La flic lui annonça sa mort violente, sans adoucir la réalité. Elle voulait immédiatement plonger son interlocutrice dans l’ambiance nauséabonde de l’enquête, et provoquer une espèce d’électrochoc.

Gagné. Gaëlle Lecoupet se laissa tomber sur une chaise du grand salon, fébrile, les mains sur le visage.

— Bon Dieu ! Assassiné… Ça me fait tout drôle d’entendre une chose pareille.

Lucie resta debout, en face d’elle, la jaugeant rapidement. La sexagénaire avait pris un vrai coup de massue sur le crâne. Amélie Courtois n’y alla pas par quatre chemins et décida d’attaquer avec des questions directes.

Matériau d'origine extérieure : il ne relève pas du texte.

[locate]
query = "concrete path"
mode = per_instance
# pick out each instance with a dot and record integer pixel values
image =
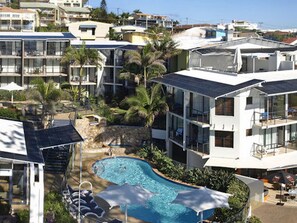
(272, 213)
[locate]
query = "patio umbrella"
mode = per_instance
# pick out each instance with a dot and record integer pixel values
(124, 195)
(237, 62)
(12, 87)
(202, 199)
(281, 178)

— Vous étiez encore en contact avec lui ?

Tristement, Gaëlle Lecoupet secoua la tête et tarda quelque peu à répondre.

— Nous avions interrompu toute relation depuis le divorce. Plus un coup de fil, plus une lettre, rien. Je n’ai depuis, entendu parler de lui que par quelques articles dans des revues scientifiques.

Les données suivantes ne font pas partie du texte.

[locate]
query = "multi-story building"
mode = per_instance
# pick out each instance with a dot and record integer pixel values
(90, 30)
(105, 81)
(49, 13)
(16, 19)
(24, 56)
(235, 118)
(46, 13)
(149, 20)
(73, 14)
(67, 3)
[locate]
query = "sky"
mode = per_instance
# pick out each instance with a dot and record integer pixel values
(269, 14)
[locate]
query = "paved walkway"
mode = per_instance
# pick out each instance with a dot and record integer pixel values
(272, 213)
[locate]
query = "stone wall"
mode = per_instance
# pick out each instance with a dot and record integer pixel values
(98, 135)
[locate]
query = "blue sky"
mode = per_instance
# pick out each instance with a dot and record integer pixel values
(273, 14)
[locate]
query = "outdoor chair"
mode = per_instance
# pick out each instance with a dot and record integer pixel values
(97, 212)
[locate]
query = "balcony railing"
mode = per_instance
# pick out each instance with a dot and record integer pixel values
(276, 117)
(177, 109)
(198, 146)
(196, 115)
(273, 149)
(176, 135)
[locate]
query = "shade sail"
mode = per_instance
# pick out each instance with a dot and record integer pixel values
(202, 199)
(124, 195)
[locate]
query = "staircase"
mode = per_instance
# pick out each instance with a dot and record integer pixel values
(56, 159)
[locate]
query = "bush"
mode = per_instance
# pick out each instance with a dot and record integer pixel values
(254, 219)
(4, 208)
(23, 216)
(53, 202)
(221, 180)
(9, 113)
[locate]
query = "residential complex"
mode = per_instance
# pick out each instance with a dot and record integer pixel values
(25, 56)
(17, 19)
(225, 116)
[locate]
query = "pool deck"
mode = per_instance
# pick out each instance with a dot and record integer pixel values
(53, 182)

— Nous pensons que son assassinat est lié à son passé, notamment vers l’année 1986, lorsqu’il exerçait à Reims. Pouvez-vous m’expliquer pourquoi, il y a presque vingt-cinq ans, il est subitement parti pour cette ville, alors qu’il avait une excellente situation à Paris ?

La femme répondit cette fois du tac au tac.

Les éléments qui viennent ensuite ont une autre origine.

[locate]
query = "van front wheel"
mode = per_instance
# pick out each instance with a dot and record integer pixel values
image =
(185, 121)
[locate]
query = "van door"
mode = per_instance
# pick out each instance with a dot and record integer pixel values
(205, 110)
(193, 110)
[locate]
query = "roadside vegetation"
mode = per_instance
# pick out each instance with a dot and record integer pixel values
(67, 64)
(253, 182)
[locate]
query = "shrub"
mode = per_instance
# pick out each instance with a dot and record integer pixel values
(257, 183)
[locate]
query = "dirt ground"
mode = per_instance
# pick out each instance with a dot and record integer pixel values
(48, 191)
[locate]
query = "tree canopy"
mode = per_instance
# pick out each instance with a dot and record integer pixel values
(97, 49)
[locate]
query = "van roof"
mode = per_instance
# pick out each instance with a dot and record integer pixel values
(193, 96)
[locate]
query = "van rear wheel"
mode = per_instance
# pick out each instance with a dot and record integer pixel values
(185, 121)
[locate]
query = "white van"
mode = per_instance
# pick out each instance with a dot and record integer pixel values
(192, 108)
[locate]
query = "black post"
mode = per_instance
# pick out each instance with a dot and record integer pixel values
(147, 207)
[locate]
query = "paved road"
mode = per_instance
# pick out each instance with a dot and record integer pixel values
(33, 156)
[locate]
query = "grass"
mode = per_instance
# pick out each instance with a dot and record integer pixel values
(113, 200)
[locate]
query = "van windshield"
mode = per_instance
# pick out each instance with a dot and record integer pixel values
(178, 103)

— Pratiquer en province était une bonne opportunité pour lui. Quitter la capitale lui a permis d’exercer à plein temps la gynécologie et l’obstétrique, métier qu’il aimait par-dessus tout. Il a toujours apprécié le contact simple et direct avec les patientes, les futures mamans, les bébés. À Paris, il était en permanence sollicité pour une conférence, un article ou une interview. Il voulait se couper de tout cela et retourner à ses véritables racines : la pratique de la médecine.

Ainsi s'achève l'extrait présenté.